Suzanne Cory on Becoming a Scientist
  Suzanne Cory     Biography    
Recorded: 15 Jan 2003

It wasn’t actually easy to become a scientist. In fact when I made the momentous decision, momentous for me, to do a Ph.D. and decided I would go to the U.K. to Crick’s lab to do this Ph.D. I, of course, had to get a scholarship to do it. And when I looked into the scholarship situations I was amazed to find out that all of the—there weren’t many scholarships to go overseas in the first place and all of them specifically stipulated they were for men only. And it was only because I found one which probably forgot to say it that I ended doing my Ph.D. with Crick. So you know things have changed. That doesn’t happen anymore.
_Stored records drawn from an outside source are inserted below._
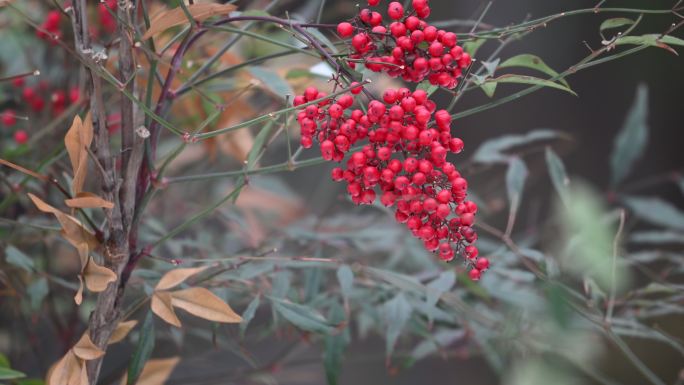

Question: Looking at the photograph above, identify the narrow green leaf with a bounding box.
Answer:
[463,39,487,56]
[271,298,334,334]
[425,270,456,306]
[323,303,350,385]
[506,157,527,213]
[249,66,294,100]
[126,310,155,385]
[614,33,684,55]
[482,58,501,76]
[0,368,26,380]
[623,196,684,231]
[545,147,570,206]
[240,295,261,336]
[499,53,570,88]
[485,74,577,96]
[480,82,497,98]
[5,245,35,273]
[629,230,684,245]
[306,28,339,54]
[473,129,561,164]
[26,277,50,311]
[337,265,354,298]
[383,293,412,357]
[247,120,274,170]
[599,17,634,32]
[610,84,648,187]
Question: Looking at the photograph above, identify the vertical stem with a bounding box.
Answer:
[71,0,133,385]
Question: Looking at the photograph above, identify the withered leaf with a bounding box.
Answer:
[64,192,114,209]
[64,112,93,194]
[142,3,237,40]
[154,266,208,290]
[46,350,83,385]
[107,320,138,344]
[83,258,116,293]
[71,330,104,361]
[151,291,181,328]
[170,287,242,323]
[28,193,98,266]
[74,274,83,305]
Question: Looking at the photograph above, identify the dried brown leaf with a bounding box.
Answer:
[64,192,114,209]
[64,112,93,194]
[143,3,237,40]
[107,320,138,344]
[28,193,99,267]
[170,287,242,323]
[154,266,208,290]
[46,350,87,385]
[71,330,104,361]
[83,258,116,293]
[151,291,181,328]
[74,274,83,305]
[0,159,50,181]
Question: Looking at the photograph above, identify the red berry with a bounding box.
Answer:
[337,22,354,37]
[475,257,489,271]
[387,1,404,20]
[1,110,17,127]
[14,130,28,144]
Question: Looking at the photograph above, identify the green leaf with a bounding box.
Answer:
[599,17,634,32]
[614,33,684,54]
[473,129,561,164]
[480,82,497,98]
[382,293,412,357]
[0,353,10,368]
[323,303,350,385]
[270,298,335,334]
[425,270,456,324]
[545,147,570,206]
[506,157,528,215]
[610,84,648,187]
[629,230,684,245]
[337,265,354,298]
[482,58,501,76]
[249,66,294,100]
[485,74,577,96]
[26,277,50,311]
[240,295,261,336]
[5,245,35,273]
[126,310,155,385]
[306,28,339,54]
[499,53,570,88]
[623,196,684,231]
[463,39,487,57]
[558,183,627,292]
[247,120,274,170]
[0,368,26,380]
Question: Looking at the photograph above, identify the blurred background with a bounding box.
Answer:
[0,0,684,385]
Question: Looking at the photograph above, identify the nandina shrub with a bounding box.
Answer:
[0,0,684,385]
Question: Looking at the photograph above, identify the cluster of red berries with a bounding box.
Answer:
[294,84,489,280]
[337,0,472,88]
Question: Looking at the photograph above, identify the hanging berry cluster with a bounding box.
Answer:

Suzanne Cory, is currently Director of The Walter and Eliza Hall Institute of Medical Research (WEHI), joint head (with Professor Jerry Adams) of the Molecular Genetics of Cancer division at WEHI, and a professor of Medical Biology at the University of Melbourne.

Dr. Cory, a biochemist and molecular oncologist, has focused her research interests in immunology and cancer development. Her current research on the Bcl-2 gene family, and how cells decide to live or die (apoptosis), will lead to the knowledge to develop specific therapeutics for cancer and other diseases.

Dr. Cory earned her PhD in 1968 from the MRC Laboratory of Molecular Biology in Cambridge, working on RNA sequencing with Nobelists Fred Sanger and Francis Crick. While at Cambridge, she met and later married scientist Jerry Adams. Following their post-doctoral work and beginning research partnership at the University of Geneva, Cory and Adams moved to Australia and The Walter and Eliza Hall Institute of Medical Research in 1971. Their work at WEHI helped introduce gene cloning technology in Australia. In the 1980s they discovered the genetic mutation that leads to Burkett’s Lymphoma.

Suzanne Cory was invited to speak at the 1970 Symposium, and has attended many meetings and Symposia at Cold Spring Harbor Laboratory since then. Dr. Cory has received numerous awards and honors, including the Companion of the Order of Australia, Fellow of the Australian Academy of Science, and Fellow of the Royal Society. She is Deputy Chairman of Australia’s Commonwealth Scientific and Industrial Research Organization, and a director of biotechnology company Bio21 Australia Limited.